How VA Outsourcing Hurts Veterans

On Thursday, Sen. Bernie Sanders, chairman of the Senate Veterans Affairs Committee, announced that he had reached a compromise with John McCain and other Senate Republicans on how to fix whatever it is that needs fixing at the VA. The legislation contains some good ideas, like providing for the hiring of more doctors and nurses where they are needed. But the bill also contains one provision that is a significant concession to Republican enemies of government. If enacted, it would lower the quality of health care received by veterans while setting back the movement for health care delivery system reform generally.

This is the provision in the draft legislation that would, according to a Senate Veterans Committee press release, “allow veterans living more than 40 miles from a VA hospital or clinic to access more convenient private care.” Given all the headlines about excessive wait times and backlogs at the VA, that might sound smart at first hearing, but in practice it could well lead to a disaster.

To begin with, as most people in this debate don’t seem to know or care to remember, the VA already engages in extensive outsourcing of medical services. For example, under the Bush Administration, the VA began contracting with Humana to provide care to veterans in rural areas, a program that continues under the Access Received Closer to Home project. In 2009, the Senate Veterans Affairs committee determined that the VA was already outsourcing some $3 billion a year to private providers.

By 2012, the Obama administration had continued the trend to the point that the public employee unions that represent VA employees were screaming. “Contract physicians and nurses lack the specialized skills and best practices of clinicians who dedicate their lives to serving the veteran population as VA employees,” complained Alma Lee, National VA Council President for the American Federation of Government Employees. “Excessive contracting out has put many medical centers in the red, without benefitting the patient.”

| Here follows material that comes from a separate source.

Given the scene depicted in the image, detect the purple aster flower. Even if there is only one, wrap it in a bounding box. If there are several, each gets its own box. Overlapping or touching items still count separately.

Now to be sure, some of this outsourcing makes sense. It’s not cost-effective to maintain VA hospitals or even clinics in many remote areas. Due to the declining population of veterans, the VA lacks a sufficient volume of patients even in some developed areas to be able to justify using its own specialists.

But even at its current scale, the outsourcing of VA care has already been fraught with problems. One comes from just the generic hazards of government contracting. In 2009, the VA Inspector General (pdf) found that 37 percent of the $3.2 billion the VA had paid out the year before to private health care providers was improperly paid. Not only does outsourcing create new administrative costs and burdens for procuring and managing contracts. It also opens up opportunities for crony deals and all the kinds fraudulent billing by private doctors that bedevils Medicare and Medicaid.

Far more potentially tragic, however, is what further privatization of the VA would do to the quality of care received by veterans. It’s not just that it would threaten the closure of more VA hospitals, thereby making the highly specialized prosthetic and trauma care they offer to disabled veterans more difficult to obtain. Even routine care would suffer in quality as well

To understand why, consider that health care quality experts are virtually unanimous in identifying fragmentation of care as the one of the largest, if not the largest failures of U.S. health care outside of the VA. Here, for example, is the diagnosis of the of the National Quality Forum, a non-profit organization dedicated to improving healthcare quality:

CARE COORDINATION IS A VITAL aspect of health and healthcare services. Many patients often see multiple physicians and care providers a year, which can lead to more harm, disease burden, and overuse of services than if care were coordinated. This is particularly evident for people with chronic conditions and those at high risk for co-morbidities, who often are expected to navigate a complex healthcare system. Despite efforts to reduce problems through various initiatives and programs—such as care/case management—poor communication, medication errors, and preventable hospital readmissions are still substantial.

Indeed, they are. And superior coordination of care is one main reason why the VA, despite it flaws, continues to outperform most other health care providers in most measures of health care quality.

Because the VA truly is a system, it can coordinate among all the different specialists and other health care providers who are necessarily involved in patient care these days. And because it operates as a system, the VA can also make sure that all these medical professionals are working from a common electronic medical record and adhering to established, evidence-based protocols of care—not inadvertently ordering up dangerous combinations of drugs, or performing unnecessary surgeries and tests just to make a buck.

In short, as I explain further in my book Best Care Anywhere, the VA can treat the whole patient as opposed to one body part at a time. And due to its near lifelong relationship with its patients, which often extends to long-term nursing home care at the end of life, the VA also has incentives for investing in prevention and patient wellness that are largely absent elsewhere in U.S. medicine.

The VA pioneered this model of an integrated, evidence-based, health care delivery system platform that is aligned with the interests of its patients. The last thing we should want to see is more veterans getting treatment in the comparatively more chaotic, fragmented, dangerous, profit-maximizing world of U.S. medicine outside the VA. Instead, the challenge before us is to stop excluding so many vets from VA care with absurd eligibility standards, while giving the VA the capacity it needs to bring its superior model of care to a larger population. Eventually, we need a VA that is open to not only all vets and their family members, but more public health care systems like it that anyone can join.

Phillip Longman is senior editor of the Washington Monthly.